5. Practice vs. Perfection vs. Polish
It is said that practice makes perfect. I’m not sure that perfection should be the goal here as you’ll usually encounter a few glitches during your presentation and you should be light enough on your feet to respond and carry on.
Even so, practice makes for polish — read your presentation out loud. Read it in front of a mirror.
practice makes for polish — read your presentation out loud. Read it in front of a mirror.
Not only will you build polish and improve your delivery but you’ll also readily identify those segments that don’t really work and need to be rewritten.
One further item on preparation, make sure you know the room and are comfortable with the arrangements for audio, teleprompter, lighting, stage direction, etc. At a minimum, spend some time on the stage before the audience arrives to develop a confident feeling about your surroundings.
On the topic of practice, I’m reminded of an executive that I worked with for many years. Before his first big speech in his new role as CEO, he practiced in his conference hotel room for hours over a couple of days prior to his big speech. On leaving his room for the auditorium he encountered a colleague in the adjacent room. His colleague commented that he knew the speech word-for-word and that it was going to be a blockbuster! The chief executive used that story to open his speech.

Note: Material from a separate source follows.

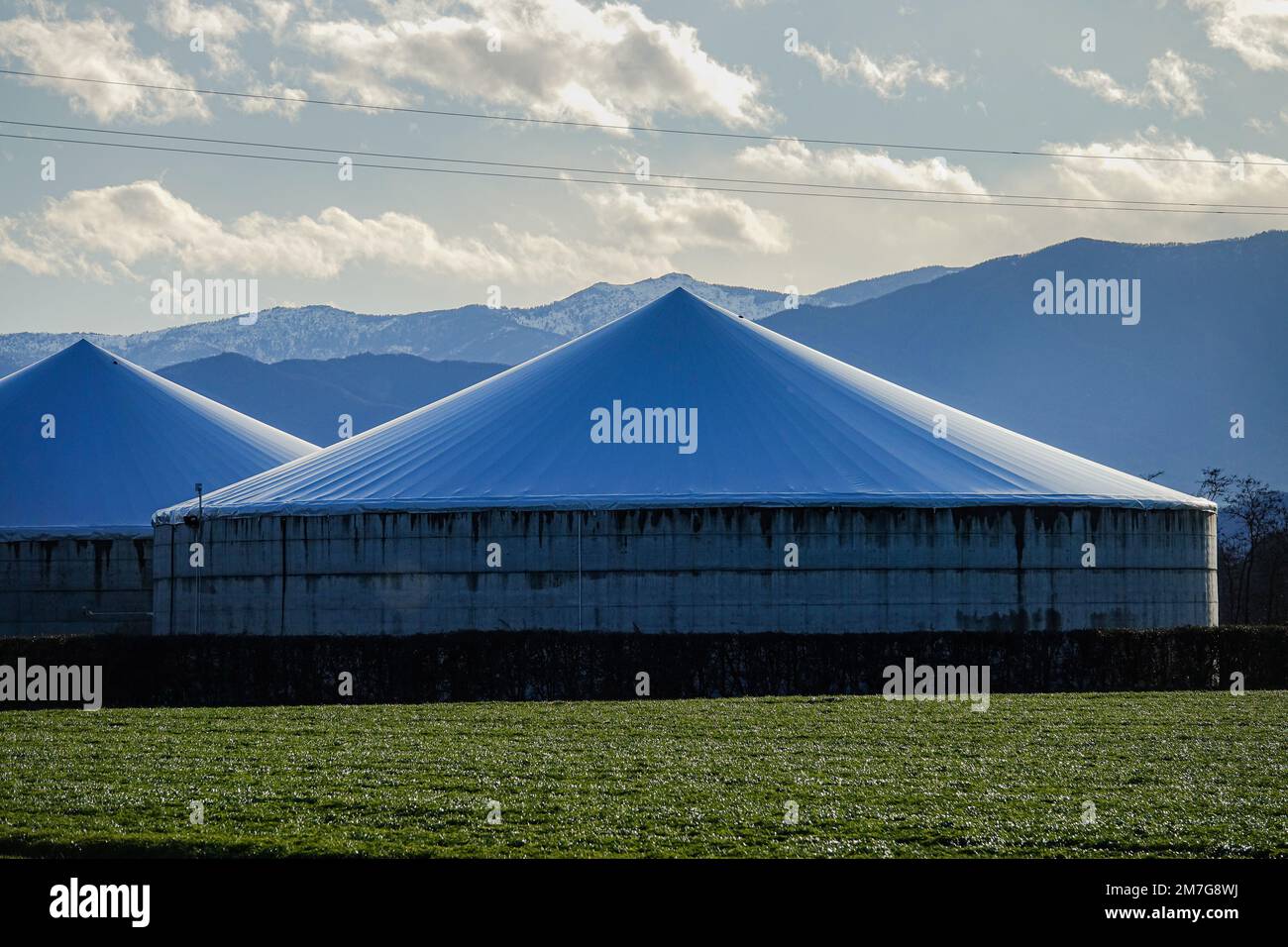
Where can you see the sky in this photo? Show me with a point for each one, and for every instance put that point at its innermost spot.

That’s a good story to tell as we move into the topic of engagement. He clearly engaged his audience with the story of his diligent preparation and the long-suffering next-door neighbor. It was a perfect way to lighten the mood as he opened his first big presentation as a chief executive.
The overall message is to be yourself. Activate your engagement tools. This includes the use of hand gestures along with an enthusiastic delivery that comes from knowing your topic and being honestly delighted to bring that information to your audience.

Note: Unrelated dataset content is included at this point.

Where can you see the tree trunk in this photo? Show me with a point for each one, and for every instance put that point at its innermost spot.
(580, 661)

Use personal stories to break up the delivery, to emphasize important points, and to entertain the audience. That’s right. They need to be entertained — including laughing at a few of your stories. This opens their mind to truly engage you and your thoughts.
Never talk down to your audience. You’re not providing a lecture but instead an active, engaging presentation. When the audience leaves they should actually feel that a discussion has taken place, because they were so engaged with your presentation.
After your presentation, actively seek out feedback on how it went. Ask people you know in the audience what they felt and how they received your message. If it is a conference and they survey the attendees, seek out those results. Gee, maybe there was even a Twitter comment hash-tag stream underway during your presentation. Look it up.
Use this feedback to better inform your next presentation. Where could you have done better? Were there some bobbles that could have been avoided? What do you need to do differently next time?
It’s a journey, not a destination. In fact, it’s a PathForeWord! You can always get better, even that CEO practicing late nights in his hotel room.